Reproduzco los comentarios sobre lo que enfrentan estos cubanos que quieren convertirse en productivos agricultores:

“En el municipio especial de la Isla de la Juventud, Fermina Rodríguez Pantoja (Mina) muestra sus manos maltratadas por el rudo trabajo de desbrozar. Con un machete y un hacha ha derribado casi el 75 por ciento del marabú que infestaba sus cinco hectáreas recién adquiridas”.

“Olga Cabrales, de Palma Soriano: Empecé yo solita y sin ningún instrumento de trabajo. Solo contaba con la última mocha con la que había hecho zafra y que luego se me partió, y un machete que me regalaron. Estuve aproximadamente ocho días dando mocha, tumbando palos sin guantes, sin nada, halando a mano o haciendo garabatos para arrastrar los troncos; creo que hasta debajo de las uñas tenía espinas. “Estuve así hasta que mi esposo, que no estaba de acuerdo con que yo diera este paso, pues estoy operada de varices en las dos piernas, se me unió”.

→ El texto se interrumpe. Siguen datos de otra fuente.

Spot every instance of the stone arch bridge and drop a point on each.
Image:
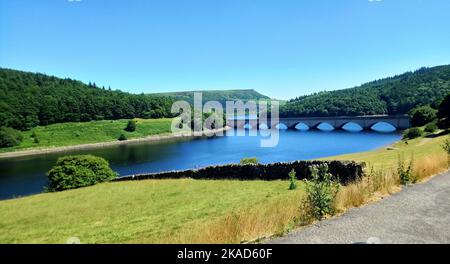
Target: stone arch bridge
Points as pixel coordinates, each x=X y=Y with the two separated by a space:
x=400 y=122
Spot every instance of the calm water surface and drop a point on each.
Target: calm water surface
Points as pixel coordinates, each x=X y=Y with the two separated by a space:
x=27 y=175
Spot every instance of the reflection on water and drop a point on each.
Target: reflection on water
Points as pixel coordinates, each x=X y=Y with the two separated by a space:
x=26 y=175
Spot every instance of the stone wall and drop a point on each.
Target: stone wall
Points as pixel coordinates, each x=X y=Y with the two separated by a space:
x=344 y=171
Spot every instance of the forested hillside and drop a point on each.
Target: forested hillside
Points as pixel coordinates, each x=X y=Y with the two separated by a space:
x=31 y=99
x=394 y=95
x=219 y=95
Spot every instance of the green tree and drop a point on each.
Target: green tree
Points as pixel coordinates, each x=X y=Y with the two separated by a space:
x=246 y=161
x=412 y=133
x=422 y=115
x=9 y=137
x=292 y=180
x=72 y=172
x=321 y=191
x=131 y=126
x=444 y=113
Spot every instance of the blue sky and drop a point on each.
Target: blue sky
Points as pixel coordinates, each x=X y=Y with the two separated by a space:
x=281 y=48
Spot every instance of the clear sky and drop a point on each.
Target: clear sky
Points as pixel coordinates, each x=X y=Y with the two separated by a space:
x=281 y=48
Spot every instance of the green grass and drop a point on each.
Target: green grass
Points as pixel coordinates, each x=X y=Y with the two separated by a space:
x=69 y=134
x=140 y=211
x=168 y=211
x=385 y=158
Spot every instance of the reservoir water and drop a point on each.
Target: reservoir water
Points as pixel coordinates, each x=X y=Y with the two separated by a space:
x=27 y=175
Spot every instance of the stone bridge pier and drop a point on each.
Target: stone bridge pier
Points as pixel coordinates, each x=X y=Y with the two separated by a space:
x=400 y=122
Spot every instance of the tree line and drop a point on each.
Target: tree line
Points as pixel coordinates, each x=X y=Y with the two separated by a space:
x=393 y=95
x=31 y=99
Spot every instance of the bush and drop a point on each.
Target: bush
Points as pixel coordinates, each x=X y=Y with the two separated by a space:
x=9 y=137
x=292 y=180
x=131 y=126
x=247 y=161
x=321 y=192
x=446 y=146
x=72 y=172
x=405 y=173
x=444 y=113
x=422 y=115
x=431 y=128
x=412 y=133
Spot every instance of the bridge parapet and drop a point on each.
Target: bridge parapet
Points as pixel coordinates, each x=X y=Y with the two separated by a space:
x=365 y=122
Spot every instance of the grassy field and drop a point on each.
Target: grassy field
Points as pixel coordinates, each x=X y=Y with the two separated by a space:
x=69 y=134
x=127 y=212
x=197 y=211
x=384 y=158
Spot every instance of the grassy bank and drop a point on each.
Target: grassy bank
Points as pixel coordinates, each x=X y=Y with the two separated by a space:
x=70 y=134
x=199 y=211
x=127 y=212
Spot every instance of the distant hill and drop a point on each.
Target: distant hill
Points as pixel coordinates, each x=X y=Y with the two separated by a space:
x=30 y=99
x=217 y=95
x=393 y=95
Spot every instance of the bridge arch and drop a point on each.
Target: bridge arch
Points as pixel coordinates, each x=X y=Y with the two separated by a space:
x=324 y=126
x=281 y=126
x=301 y=126
x=352 y=126
x=263 y=126
x=383 y=126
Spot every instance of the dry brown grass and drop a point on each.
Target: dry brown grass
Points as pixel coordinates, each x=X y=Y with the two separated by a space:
x=278 y=217
x=246 y=224
x=430 y=165
x=379 y=183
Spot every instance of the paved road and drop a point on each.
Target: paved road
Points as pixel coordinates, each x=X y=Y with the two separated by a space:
x=418 y=214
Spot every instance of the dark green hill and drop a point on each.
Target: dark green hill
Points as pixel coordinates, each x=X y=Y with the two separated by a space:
x=393 y=95
x=30 y=99
x=219 y=95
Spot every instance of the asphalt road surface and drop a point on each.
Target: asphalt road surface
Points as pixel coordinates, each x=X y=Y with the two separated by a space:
x=418 y=214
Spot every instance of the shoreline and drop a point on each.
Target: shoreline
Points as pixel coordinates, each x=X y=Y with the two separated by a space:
x=151 y=138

“Manuel Márquez recibió 3,22 hectáreas en el paraje palmero de El Sitio, y es de los más adelantados en el acondicionamiento de su área”. Aunque sea con un pico nosotros vamos a sembrar; pero hace falta un poco más de apoyo de la CCS y de la Empresa de Cultivos Varios, que las visitas sean para algo más que para preguntarle a uno cuándo va a entregar.

El santiaguero Ramón Rodríguez expuso que la falta de alambre es lo que más lo golpea. “Por ahora buscamos alternativas como el uso de la malla, la cardona o el bambú, pero todo eso requiere aunque sea de un pelo de alambre para poder sostenerse. Si tuviésemos la posibilidad de que se nos asegurara al menos en una parte, eso ayudaría mucho”.

En el municipio de Ciro Redondo, en Ciego de Ávila, quienes se dedican a la ganadería enfrentan el mismo problema.

Es un dolor de cabeza —aseguró Glendis Pernas, de El Mijial— porque el alambre para cercar no aparece por ningún lado. Estoy esperando que lleguen las lluvias para hacer una cerca con piña de ratón. Cuesta menos.

Julio Xenón, de la granja genética El Abra, de Cumanayagua, en Cienfuegos, reveló a JR que en los últimos meses han ocurrido varios robos de alambre.

“En muchos lugares se tira una cerca y cuando vas a ver al otro día, se llevaron un pelo o dos de alambre; y eso nunca se sabe quién fue, porque alambre por alambre es alambre”.

Hasta aquí las citas del reportaje. El rosario de penas es largo. Tengo sólo un par de preguntas. ¿Qué tan costoso resulta para el régimen castrista comprar los utensilios que necesitan estos agricultores para trabajar? ¿Qué es más importante para la población cubana; contar con un excelente equipo nacional de béisbol, tener miles de médicos regalando cirugías en el extranjero, invertir millones de dólares ofreciendo educación gratuita a jóvenes extranjeros, o disponer de los recursos mínimos necesarios para mejorar su calidad de vida?

Fuente: Diario Las Americas, 28 de marzo de 2009.